Even images with creative common licenses and public domain repositories have implications beyond attributing the owner and linking to their website. You don’t know what counts as fair use.
When in doubt, don’t risk a copyright violation. Use an image only after authorized permission from the owner.
So what are your safest options?
- Purchase stock photos from a website like Photo Dune. Or buy a yearly subscription.
- Hire a photographer or a graphic designer.
- Learn photography and buy a DSLR camera.
You can learn more about fair use of online images at Social Media Examiner.
10. Starting a free blog to avoid technical hassles
Are you going to take blogging seriously?
Starting a free blog on WordPress is easy as 1… 2… 3.
In under 2 minutes, you can have your own website with an address like:
YourName.wordpress.com.
But on such a free blog your growth and monetization options are very limited.
Even if you’re just testing the waters, you need more professional setup and control.
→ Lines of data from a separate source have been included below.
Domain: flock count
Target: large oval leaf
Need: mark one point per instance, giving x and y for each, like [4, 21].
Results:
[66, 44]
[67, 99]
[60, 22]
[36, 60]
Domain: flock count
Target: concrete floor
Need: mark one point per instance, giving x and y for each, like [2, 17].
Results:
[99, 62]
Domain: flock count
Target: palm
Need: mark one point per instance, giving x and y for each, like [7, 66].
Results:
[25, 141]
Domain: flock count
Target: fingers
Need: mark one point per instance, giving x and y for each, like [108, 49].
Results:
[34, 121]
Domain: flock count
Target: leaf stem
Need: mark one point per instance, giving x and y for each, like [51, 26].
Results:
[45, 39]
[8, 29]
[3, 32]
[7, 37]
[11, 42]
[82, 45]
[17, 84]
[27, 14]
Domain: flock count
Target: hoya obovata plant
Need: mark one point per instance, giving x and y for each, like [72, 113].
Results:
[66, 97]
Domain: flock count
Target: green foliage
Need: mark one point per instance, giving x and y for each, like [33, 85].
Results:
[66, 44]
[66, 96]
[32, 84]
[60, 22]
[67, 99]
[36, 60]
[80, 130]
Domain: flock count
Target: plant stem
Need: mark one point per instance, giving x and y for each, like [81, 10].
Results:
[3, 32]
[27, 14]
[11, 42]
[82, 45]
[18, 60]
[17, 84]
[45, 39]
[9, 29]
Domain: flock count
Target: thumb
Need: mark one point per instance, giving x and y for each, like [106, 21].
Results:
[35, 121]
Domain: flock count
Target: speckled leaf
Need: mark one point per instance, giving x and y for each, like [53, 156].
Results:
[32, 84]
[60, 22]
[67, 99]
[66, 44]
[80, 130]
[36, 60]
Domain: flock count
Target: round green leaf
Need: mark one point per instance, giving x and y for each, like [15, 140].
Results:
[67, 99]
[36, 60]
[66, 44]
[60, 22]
With a free blog, you’re always living with the danger of getting your blog shutdown
Why?
Because you unknowingly violated the terms and conditions.
And all of your efforts are in vain.
Save yourself the pain of losing your audience and content.
Start with your own web host. Many web host companies even offer a hosting plan with a free domain for the first year. They sometimes will even install the WordPress plugin on the domain for you.
Even if they don’t, you’ll find tons of tutorials on setting up your website.
I recommend install WordPress – it’s powerful and fairly simple to use. You will find many WordPress blog tutorials like WPBeginner to customize your website.
11. Not creating your own sales funnel and getting complacent with AdSense income
Just think for a second.
An advertisement sends your website visitors to your competitor’s website and they sell their products at a much higher rate than you make from the ads.
You’re better off selling your own products and services to monetize your traffic.
Even Zac Johnson lists not building your own products as one of the biggest mistakes by bloggers.
So, start building your own sales funnel. It’ll take a good amount of testing and surveying your users. But, after you put in the effort, it’s possible to earn $1 for every unique visitor.
Conclusion
It’s easy to start a WordPress blog. But the truckloads of ‘expert’ advice on blogging can confuse you.
The above beginner blogger mistakes are some of the most common ones I’ve seen. You can correct your course by taking the necessary actions after the mistake or you can avoid these common mistakes in the first place.
I would love to hear your thoughts in the comments.
Have you committed any of the above mistakes in your blogging journey?